The answer came hardly audible:
"No. But this is the very hour."
Cosmo felt his interest growing. And yet the facts in themselves were not very exciting, but all this had the complexion and the charm of an unexpected adventure, heightened by its mystery, playing itself out before that old town towering like a carved hill decorated with lights that began to appear quickly on the sombre and colossal mass of that lofty shore. The last gleam had died out in the west. The harbour was dark except for the lantern at the stern of the British ship of the line. The man in the embrasure made a slight movement. Cosmo became more alert but apparently nothing happened. There was no murmur of voices, splash of water, or sign of the slightest stir all round the tower. Suddenly the man in the embrasure began to wriggle back on to the platform and in a very few minutes stood up to his full height facing the unexpected helper.
"She has come and gone," he said. "Did you hear anything, signore?"
"Not a sound. She might have been the ghost of a boat—for you are alluding to a boat, are you not?"
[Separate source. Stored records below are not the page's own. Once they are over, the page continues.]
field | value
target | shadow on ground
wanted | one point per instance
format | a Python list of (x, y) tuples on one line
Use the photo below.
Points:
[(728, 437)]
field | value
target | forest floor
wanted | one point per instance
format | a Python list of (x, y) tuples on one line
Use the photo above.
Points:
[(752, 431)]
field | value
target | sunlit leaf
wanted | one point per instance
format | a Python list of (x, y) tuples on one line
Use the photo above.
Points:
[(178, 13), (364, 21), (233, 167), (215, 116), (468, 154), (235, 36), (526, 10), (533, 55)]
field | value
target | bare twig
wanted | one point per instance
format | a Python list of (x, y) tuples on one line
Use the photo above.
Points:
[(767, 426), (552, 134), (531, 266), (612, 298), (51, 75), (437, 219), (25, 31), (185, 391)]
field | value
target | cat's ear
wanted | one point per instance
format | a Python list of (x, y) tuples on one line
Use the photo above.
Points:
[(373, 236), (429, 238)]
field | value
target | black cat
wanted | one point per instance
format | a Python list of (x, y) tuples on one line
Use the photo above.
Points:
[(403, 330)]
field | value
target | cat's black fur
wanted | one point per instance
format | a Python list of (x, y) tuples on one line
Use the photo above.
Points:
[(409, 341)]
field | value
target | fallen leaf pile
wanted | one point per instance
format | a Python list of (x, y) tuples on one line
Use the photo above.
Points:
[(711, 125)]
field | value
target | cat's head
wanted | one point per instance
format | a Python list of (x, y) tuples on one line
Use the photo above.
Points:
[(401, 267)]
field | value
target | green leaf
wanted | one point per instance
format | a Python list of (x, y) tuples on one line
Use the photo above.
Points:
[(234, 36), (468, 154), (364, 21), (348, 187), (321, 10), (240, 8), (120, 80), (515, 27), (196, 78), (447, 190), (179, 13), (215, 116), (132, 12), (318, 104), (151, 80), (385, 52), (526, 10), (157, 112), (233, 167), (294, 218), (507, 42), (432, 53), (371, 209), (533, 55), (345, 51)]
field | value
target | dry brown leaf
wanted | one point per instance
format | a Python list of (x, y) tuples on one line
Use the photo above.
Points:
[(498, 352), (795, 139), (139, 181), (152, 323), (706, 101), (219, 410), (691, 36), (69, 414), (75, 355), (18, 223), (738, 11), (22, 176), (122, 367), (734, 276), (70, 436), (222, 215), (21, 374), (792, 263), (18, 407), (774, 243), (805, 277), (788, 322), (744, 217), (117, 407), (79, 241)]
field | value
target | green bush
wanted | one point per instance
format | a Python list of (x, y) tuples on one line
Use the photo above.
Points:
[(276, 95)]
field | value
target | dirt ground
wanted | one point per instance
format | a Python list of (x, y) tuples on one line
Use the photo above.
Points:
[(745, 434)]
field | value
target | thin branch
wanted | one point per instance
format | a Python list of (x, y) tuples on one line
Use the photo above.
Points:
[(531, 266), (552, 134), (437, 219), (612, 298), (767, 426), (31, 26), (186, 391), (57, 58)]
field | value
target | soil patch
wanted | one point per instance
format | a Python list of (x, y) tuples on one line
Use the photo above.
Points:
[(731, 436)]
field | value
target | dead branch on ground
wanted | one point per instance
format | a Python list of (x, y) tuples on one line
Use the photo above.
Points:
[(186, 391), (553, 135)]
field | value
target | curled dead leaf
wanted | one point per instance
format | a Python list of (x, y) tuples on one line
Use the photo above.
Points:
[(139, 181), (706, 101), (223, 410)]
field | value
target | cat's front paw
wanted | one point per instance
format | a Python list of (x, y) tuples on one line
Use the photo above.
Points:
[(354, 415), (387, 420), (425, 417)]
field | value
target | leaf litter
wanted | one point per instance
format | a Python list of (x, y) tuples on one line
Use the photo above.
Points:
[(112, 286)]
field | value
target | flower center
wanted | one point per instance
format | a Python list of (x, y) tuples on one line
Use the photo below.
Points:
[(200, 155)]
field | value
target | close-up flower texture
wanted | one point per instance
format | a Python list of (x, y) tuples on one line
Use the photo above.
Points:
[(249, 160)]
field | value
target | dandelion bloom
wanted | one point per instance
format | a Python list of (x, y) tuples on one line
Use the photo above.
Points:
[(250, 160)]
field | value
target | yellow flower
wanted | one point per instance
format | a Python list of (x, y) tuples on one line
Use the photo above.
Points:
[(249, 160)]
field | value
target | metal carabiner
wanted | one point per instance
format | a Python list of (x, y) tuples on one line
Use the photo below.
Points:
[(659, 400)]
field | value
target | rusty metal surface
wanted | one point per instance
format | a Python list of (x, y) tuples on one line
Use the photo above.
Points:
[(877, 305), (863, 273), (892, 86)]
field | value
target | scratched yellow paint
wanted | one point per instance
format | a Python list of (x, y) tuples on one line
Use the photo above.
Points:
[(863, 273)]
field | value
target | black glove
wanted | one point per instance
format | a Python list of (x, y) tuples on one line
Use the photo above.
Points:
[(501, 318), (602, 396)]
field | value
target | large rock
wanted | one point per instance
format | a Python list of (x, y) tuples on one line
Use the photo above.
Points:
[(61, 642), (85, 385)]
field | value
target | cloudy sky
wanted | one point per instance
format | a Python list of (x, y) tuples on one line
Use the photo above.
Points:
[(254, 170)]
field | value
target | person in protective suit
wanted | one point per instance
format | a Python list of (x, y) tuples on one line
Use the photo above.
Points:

"Si. And I hope that if any eye on shore had made her out it had taken her for only a ghost. Of course that English vessel of war rows guard at night. But it isn't to look out for ghosts."
"I should think not. Ghosts are of no account. Could there be anything more futile than the ghost of a boat?"
"You are one of the strong-minded, signore. Ghosts are the concern of the ignorant—yet who knows? But it does sound funny to talk of the ghost of a boat, a thing of brute matter. For wouldn't a ghost be a thing of spirit, a man's soul itself made restless by grief or love, or remorse or anger? Such are the stories that one hears. But the old hermit of the plain, of whom I spoke, assured me that the dead are too glad to be done with life to make trouble on earth."
"You and your hermit!" exclaimed Cosmo in a boyish and marvelling tone. "I suppose it is no use me asking you what I have been just helping you in."
"A little smuggling operation, signore. Surely, signore, England has custom houses and therefore must have smugglers too."